Methods: Prospectively collected UGI bleeding registry data was reviewed and data from 464 patients who underwent UGI endoscopy for acute non-variceal UGI bleeding from 8 hospitals in Korea between February 2011 and December 2013 were analyzed. Significant predictive factors (P < 0.05) of intractable endoscopic hemostasis in univariate analysis were entered in a multivariate logistic regression analysis. Results: Successful hemostasis was achieved in 394 patients selleck kinase inhibitor by using initial endoscopic procedures.
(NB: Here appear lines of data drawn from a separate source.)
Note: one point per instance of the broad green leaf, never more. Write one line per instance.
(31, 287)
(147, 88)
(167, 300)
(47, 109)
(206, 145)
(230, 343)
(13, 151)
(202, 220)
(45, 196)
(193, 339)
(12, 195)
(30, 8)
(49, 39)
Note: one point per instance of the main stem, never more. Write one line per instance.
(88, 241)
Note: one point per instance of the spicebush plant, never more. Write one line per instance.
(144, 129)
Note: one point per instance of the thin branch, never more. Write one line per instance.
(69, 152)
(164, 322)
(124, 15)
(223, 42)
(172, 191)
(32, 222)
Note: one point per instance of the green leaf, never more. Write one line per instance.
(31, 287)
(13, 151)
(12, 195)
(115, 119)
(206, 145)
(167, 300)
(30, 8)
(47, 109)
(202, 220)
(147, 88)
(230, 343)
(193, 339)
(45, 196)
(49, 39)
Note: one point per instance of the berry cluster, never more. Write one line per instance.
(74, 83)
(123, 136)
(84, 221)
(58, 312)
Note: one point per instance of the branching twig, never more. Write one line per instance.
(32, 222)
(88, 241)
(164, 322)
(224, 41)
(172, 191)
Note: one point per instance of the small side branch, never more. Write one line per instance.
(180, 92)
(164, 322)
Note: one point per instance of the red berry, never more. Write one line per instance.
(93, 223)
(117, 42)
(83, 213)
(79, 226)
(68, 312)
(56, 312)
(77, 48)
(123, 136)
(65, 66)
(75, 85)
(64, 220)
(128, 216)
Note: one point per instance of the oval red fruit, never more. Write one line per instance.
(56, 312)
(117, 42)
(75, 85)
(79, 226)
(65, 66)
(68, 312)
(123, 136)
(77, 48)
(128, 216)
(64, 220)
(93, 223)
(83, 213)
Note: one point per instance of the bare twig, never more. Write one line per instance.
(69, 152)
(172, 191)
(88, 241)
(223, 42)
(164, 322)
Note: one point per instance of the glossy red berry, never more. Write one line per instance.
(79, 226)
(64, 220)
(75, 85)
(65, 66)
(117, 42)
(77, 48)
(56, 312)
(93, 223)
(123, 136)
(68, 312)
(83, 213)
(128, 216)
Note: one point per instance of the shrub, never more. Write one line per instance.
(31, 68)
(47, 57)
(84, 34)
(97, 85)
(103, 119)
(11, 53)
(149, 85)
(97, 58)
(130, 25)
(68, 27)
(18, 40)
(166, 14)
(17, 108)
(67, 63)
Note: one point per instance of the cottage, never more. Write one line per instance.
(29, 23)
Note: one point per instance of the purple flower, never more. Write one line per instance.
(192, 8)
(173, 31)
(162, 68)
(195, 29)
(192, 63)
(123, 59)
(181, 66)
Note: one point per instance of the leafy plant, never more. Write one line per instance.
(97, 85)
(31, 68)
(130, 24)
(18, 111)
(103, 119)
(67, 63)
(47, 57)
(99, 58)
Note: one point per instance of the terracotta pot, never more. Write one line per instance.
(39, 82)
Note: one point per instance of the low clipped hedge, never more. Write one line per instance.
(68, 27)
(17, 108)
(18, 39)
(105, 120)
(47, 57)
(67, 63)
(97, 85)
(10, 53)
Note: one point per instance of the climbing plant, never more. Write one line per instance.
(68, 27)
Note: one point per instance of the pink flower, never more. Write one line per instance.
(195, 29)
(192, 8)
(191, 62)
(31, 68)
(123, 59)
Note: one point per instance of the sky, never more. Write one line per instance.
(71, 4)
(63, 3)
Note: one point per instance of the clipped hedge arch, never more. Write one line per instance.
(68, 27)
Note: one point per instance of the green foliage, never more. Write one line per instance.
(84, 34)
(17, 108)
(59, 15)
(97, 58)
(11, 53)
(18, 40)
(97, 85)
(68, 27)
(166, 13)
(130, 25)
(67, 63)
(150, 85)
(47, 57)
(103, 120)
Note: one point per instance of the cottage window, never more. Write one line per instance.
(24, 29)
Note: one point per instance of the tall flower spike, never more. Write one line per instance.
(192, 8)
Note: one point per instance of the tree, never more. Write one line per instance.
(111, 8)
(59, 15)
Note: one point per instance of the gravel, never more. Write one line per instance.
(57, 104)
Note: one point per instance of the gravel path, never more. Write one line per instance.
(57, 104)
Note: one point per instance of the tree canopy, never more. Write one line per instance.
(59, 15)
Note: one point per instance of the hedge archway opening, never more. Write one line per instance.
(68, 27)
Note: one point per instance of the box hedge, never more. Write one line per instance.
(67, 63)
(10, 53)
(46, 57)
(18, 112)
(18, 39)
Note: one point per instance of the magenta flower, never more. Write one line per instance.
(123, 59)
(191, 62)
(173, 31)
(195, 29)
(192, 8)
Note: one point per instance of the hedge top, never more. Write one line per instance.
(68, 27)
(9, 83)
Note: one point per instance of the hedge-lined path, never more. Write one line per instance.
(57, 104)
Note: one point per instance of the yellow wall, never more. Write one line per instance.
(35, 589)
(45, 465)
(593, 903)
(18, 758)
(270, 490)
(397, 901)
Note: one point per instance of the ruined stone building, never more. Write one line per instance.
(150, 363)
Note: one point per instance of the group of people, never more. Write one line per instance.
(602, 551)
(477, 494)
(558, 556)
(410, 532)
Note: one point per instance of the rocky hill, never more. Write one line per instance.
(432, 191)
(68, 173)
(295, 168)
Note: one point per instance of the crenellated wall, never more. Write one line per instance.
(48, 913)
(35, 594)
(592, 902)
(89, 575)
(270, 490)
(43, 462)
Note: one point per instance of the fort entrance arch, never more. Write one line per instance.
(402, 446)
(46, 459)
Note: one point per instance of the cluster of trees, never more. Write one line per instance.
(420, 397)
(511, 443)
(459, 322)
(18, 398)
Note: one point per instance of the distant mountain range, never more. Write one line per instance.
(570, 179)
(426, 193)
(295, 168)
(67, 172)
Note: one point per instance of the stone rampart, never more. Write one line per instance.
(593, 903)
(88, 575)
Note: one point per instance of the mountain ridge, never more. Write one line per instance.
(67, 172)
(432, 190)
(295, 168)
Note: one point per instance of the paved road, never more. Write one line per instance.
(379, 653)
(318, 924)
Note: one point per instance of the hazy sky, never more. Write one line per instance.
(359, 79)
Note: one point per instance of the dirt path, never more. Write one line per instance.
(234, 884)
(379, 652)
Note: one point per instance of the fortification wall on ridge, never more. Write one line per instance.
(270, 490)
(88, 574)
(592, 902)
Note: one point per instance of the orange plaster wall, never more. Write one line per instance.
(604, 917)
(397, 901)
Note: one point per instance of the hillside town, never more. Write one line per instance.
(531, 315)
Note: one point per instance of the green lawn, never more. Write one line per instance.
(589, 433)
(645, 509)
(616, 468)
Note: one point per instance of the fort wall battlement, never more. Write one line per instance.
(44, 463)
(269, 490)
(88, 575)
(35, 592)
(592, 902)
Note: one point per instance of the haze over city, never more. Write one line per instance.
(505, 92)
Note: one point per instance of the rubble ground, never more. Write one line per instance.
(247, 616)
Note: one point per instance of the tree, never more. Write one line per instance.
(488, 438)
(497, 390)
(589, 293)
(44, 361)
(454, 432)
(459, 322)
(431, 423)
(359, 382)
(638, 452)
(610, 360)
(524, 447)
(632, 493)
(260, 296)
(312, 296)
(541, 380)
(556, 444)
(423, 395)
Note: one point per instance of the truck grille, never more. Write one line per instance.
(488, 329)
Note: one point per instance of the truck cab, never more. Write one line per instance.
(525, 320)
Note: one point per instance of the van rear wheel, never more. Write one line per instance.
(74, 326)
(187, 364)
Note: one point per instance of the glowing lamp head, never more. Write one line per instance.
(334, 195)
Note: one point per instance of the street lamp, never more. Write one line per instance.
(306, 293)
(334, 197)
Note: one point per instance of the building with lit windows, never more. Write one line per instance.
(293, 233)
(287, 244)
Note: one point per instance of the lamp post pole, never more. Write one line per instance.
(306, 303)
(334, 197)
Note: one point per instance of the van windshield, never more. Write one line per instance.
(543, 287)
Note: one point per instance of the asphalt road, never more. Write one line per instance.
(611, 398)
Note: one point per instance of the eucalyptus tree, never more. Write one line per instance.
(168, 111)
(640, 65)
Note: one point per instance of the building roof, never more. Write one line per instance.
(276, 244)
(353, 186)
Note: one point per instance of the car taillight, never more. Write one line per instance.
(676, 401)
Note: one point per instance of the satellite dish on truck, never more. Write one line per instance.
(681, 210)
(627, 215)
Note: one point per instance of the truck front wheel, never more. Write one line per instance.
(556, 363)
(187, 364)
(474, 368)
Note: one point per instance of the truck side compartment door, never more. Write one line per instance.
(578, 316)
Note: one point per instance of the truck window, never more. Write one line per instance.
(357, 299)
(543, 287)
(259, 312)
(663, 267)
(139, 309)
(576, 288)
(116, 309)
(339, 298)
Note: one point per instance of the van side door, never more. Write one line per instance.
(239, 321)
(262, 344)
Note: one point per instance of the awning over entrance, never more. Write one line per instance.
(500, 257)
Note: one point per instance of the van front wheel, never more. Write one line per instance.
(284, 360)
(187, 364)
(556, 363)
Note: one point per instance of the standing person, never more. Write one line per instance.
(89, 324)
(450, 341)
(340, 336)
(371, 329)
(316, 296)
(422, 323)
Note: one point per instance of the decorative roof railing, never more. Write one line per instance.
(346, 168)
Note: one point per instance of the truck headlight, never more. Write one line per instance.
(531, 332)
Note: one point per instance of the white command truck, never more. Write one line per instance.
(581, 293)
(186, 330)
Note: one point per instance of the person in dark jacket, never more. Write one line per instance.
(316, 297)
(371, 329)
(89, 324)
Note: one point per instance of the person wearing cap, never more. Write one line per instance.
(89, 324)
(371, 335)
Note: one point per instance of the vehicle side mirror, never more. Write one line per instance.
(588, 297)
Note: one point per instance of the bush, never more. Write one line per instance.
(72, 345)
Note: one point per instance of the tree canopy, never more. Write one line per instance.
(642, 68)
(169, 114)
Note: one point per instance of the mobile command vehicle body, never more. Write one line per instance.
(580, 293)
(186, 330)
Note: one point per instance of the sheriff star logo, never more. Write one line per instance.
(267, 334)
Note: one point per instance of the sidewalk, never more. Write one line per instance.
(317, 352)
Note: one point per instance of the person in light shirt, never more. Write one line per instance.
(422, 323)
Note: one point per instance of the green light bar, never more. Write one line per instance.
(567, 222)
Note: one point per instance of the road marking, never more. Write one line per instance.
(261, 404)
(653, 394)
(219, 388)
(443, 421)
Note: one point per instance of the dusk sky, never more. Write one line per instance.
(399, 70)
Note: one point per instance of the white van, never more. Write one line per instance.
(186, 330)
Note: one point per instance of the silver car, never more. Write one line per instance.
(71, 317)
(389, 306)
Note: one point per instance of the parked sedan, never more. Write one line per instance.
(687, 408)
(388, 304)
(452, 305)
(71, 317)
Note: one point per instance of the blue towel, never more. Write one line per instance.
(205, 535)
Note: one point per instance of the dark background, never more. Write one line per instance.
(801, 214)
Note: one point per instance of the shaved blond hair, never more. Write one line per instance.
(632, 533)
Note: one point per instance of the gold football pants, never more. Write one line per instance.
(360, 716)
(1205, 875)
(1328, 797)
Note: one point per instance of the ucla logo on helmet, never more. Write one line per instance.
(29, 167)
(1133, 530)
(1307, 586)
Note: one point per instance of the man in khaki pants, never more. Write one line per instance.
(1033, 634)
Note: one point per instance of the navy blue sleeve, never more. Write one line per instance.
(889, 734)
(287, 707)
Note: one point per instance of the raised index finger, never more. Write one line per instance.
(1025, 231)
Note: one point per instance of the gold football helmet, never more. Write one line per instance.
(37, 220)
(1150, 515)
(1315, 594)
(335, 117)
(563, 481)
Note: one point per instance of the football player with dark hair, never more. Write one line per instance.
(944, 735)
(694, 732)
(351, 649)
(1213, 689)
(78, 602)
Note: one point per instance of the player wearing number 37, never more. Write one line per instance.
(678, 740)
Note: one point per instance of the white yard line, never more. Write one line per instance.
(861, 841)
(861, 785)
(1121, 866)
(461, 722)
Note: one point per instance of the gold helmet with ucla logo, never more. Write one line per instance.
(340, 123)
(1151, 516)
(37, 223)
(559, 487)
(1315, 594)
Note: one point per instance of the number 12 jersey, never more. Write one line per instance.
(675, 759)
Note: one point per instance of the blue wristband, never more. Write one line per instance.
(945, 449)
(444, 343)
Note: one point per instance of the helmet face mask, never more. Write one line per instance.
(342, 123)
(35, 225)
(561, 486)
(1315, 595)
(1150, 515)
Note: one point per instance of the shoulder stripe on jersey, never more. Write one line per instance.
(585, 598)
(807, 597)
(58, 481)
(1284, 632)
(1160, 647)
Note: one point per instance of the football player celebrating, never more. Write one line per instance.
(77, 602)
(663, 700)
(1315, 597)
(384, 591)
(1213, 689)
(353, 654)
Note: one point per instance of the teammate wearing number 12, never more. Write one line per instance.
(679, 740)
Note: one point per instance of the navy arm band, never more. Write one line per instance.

Seventy patients at the second-look endoscopy were considered

Selleck Deforolimus intractable or insufficient to the initial endoscopic hemostasis, and they required second endoscopic hemostasis. Univariate analysis significantly related intractable endoscopic hemostasis with large amount of transfusion (≥5 units), Glasgow-Blatchford score, Rockall score, Forrest bleeding type Ia and degree of initial endoscopic hemostasis. Multivariate analysis showed that large amount of transfusion and Rockall score were only predictive factors of secondary endoscopic hemostasis. Conclusion: Large amount of transfusion and Rockall score are identified as independent risk factors associated with intractable initial endoscopic hemostasis in patients with acute non-variceal bleeding. Second-look endoscopy after initial endoscopic hemostasis in these patients MCE is not routinely

indicated and be reserved for selected patients with high risk of rebleeding. Key Word(s): 1. second look endoscopy; 2. acute non-variceal upper gastrointestinal bleeding Presenting Author: HYUN-WOO PARK Additional Authors: SEONG WOO JEON, JUN HEO Corresponding Author: HYUN-WOO PARK Affiliations: Kyungpook National University Medical Center, Kyungpook National University School of Medicine Objective: This study aimed to clarify the features of non-peptic ulcer related bleeding compared with peptic ulcer related bleeding in non-variceal upper gastrointestinal bleeding (NVUGIB) patients.